14.3 You may cancel the Contract affected by an Event Outside Our Control which has continued for more than  days. To cancel please contact us. If you opt to cancel we will refund the price you have paid, less the charges incurred on a prorate basis up to the date of the occurrence of the Event Outside Our Control.
15.1 Assignment and transfer
(a) We may assign or transfer our rights and obligations under the Contract to another entity but will always notify you by posting on this webpage if this happens.
(b) You may only assign or transfer your rights or your obligations under the Contract to another person if we agree in writing.
15.2 Variation. Any variation of the Contract only has effect if it is in writing and signed by you and us (or our respective authorised representatives).
15.3 Waiver. If we do not insist that you perform any of your obligations under the Contract, or if we do not enforce our rights against you, or if we delay in doing so, that will not mean that we have waived our rights against you or that you do not have to comply with those obligations. If we do waive any rights, we will only do so in writing, and that will not mean that we will automatically waive any right related to any later default by you.
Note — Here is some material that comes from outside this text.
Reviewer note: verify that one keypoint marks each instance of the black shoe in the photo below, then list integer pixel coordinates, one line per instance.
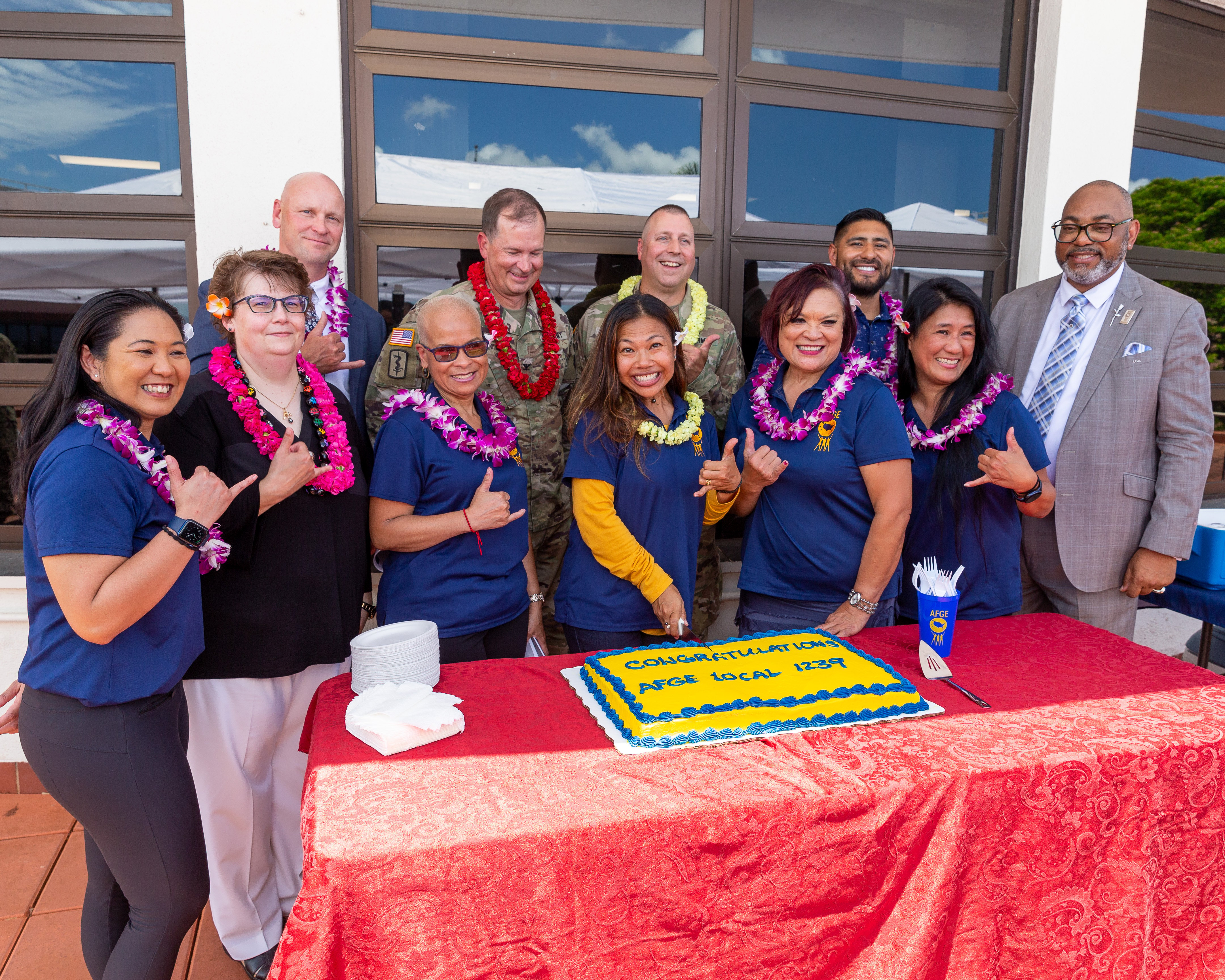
(258, 967)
15.4 Severance. Each paragraph of these terms operates separately. If any court or relevant authority decides that any of them is unlawful or unenforceable, the remaining paragraphs will remain in full force and effect.
15.5 Third party rights. The Contract is between you and us. No other person has any rights to enforce any of its terms.
15.6 Governing law and jurisdiction. The Contract is governed by Vietnamese law and we each irrevocably agree to submit all disputes arising out of or in connection with the Contract to the exclusive jurisdiction of the Vietnamese courts.